Bismillahirrahmanirrahiym...
Masih lanjutan dari tulisan
sebelumnya “Zina dan Nikah itu beda tipis (setipis kulit bawang)”. Tulisan ini juga
bersumber dari rangkuman khutbah nikah yang sedikit banyak terekam dalam
ingatan disela-sela tugas menerima tamu. Poin lain yang masih terlintas
difikiran adalah analogi yang digunakan khotib dalam menyampaikan nasehatnya.
Seperti halnya
khutbah-khutbah nikah yang lain, khotib mengibaratkan pernikahan itu sebagai
permulaan dari dua insan manusia dalam mengarungi bahtera kehidupan. Mengarungi
samudera kehidupan dengan kapal layar (biduk) rumah tangga. Sang suami bagaikan
nakhoda, sedangkan istri (dan anak-anak) bagai awak kapal.

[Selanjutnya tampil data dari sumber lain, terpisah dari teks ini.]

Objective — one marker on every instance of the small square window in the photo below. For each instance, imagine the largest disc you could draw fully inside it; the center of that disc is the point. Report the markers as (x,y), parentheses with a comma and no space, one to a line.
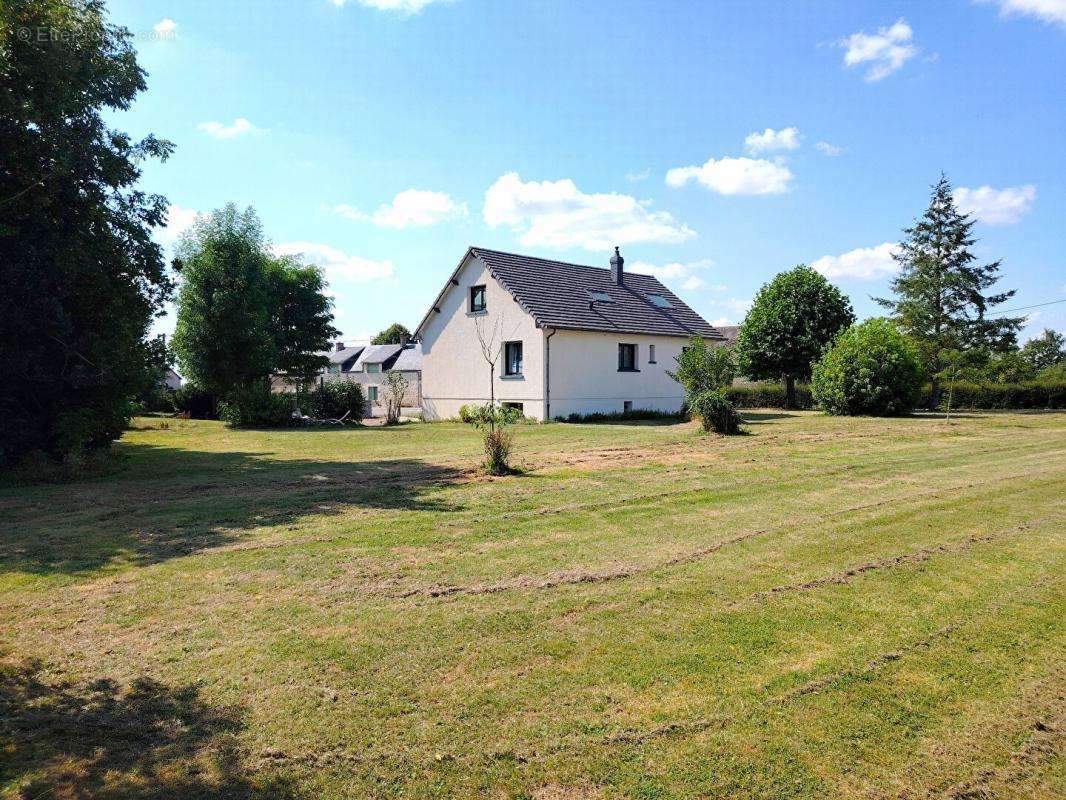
(512,358)
(477,299)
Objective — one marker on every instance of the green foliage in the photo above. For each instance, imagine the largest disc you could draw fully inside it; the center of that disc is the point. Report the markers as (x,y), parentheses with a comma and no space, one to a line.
(701,368)
(257,406)
(870,369)
(769,396)
(301,318)
(792,319)
(334,399)
(715,412)
(81,276)
(1043,394)
(394,334)
(623,416)
(396,387)
(940,291)
(242,313)
(491,420)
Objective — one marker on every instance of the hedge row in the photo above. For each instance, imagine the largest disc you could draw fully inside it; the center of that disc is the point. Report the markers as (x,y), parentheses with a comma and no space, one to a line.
(1030,395)
(766,396)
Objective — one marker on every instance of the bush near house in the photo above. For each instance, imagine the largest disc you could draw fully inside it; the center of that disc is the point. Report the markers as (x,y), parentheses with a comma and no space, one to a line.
(768,396)
(715,412)
(871,369)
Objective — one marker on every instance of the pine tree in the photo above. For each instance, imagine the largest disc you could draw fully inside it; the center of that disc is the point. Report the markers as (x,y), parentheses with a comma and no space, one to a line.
(940,300)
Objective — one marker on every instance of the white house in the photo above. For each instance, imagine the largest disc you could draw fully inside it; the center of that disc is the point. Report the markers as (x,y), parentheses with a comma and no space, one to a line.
(565,338)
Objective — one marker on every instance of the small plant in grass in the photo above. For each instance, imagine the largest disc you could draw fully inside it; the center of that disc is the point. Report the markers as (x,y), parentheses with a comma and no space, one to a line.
(715,412)
(396,387)
(493,420)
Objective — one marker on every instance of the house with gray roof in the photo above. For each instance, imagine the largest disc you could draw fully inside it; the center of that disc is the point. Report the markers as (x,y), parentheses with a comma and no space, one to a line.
(553,338)
(368,364)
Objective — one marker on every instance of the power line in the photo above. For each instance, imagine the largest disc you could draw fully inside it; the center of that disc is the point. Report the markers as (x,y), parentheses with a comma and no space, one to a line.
(1024,307)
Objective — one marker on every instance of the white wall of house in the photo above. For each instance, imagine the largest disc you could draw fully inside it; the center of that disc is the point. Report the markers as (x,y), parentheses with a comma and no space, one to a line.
(585,377)
(454,371)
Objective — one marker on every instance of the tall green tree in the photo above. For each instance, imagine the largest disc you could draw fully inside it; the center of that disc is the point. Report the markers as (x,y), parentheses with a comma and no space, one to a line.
(792,320)
(941,291)
(301,318)
(243,313)
(81,277)
(223,337)
(394,334)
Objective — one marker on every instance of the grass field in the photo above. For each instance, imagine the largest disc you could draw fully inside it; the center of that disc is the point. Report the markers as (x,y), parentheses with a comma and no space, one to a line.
(826,607)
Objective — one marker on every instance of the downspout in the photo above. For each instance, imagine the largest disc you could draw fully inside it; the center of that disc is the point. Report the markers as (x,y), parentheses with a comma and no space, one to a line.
(547,377)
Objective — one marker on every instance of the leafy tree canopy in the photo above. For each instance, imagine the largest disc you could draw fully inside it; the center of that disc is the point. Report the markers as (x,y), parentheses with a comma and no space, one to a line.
(244,314)
(394,334)
(792,319)
(81,275)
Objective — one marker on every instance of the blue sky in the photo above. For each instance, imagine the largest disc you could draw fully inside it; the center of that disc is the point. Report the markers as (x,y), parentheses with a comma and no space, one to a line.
(717,143)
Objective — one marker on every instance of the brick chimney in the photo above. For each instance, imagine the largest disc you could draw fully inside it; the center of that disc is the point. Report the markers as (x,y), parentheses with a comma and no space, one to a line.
(616,264)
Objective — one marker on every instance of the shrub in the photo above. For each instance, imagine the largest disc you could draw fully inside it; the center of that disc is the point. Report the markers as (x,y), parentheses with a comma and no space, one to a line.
(768,396)
(715,412)
(1030,395)
(334,399)
(703,368)
(498,443)
(257,408)
(871,368)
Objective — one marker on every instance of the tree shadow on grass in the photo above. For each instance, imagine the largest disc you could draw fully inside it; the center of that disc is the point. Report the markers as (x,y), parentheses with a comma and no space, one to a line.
(171,502)
(144,741)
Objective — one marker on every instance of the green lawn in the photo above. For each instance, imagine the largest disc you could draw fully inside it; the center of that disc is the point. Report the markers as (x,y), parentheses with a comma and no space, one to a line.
(826,607)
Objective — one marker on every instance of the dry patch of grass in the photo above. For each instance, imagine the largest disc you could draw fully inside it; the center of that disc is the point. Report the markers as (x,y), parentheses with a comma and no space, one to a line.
(824,608)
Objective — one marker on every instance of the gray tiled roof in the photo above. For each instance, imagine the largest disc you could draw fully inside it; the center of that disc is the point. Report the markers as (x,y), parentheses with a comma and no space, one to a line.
(556,294)
(409,358)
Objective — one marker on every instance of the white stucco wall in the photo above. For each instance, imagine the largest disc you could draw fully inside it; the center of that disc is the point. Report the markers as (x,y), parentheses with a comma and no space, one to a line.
(585,377)
(454,371)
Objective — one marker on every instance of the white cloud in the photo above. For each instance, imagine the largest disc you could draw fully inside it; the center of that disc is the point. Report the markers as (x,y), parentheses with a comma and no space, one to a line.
(178,219)
(402,6)
(996,206)
(770,141)
(861,262)
(165,28)
(410,208)
(735,176)
(338,265)
(219,130)
(1049,11)
(685,275)
(559,214)
(884,52)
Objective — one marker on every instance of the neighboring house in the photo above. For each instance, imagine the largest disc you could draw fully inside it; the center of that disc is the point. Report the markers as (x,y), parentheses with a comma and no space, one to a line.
(367,365)
(568,338)
(729,333)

Diawal pernikahan ibarat kapal
baru saja berlayar meninggalkan pelabuhan, masih disekitar pantai. Bekal masih
banyak, semangat masih tinggi, ombak masih tenang, dan angin berhembus sepoi-sepoi.
Semakin ketengah ombak makin besar, angin makin kencang, bahkan badai siap
menghadang. Resiko terombang-ambing di lautan, dihantam badai, terdampar ke
negeri antah berantah … atau justru tenggelam dihajar gelombang.
Angin atau badai bisa
diartikan sebagai gambaran ujian hidup manusia. Dia akan datang terus silih
berganti, yang tentunya mempengaruhi laju dan arah tujuan. Agar tidak
terombang-ambing dan dihempaskan angin, hendaknya kita tahu bagaimana sifat angin.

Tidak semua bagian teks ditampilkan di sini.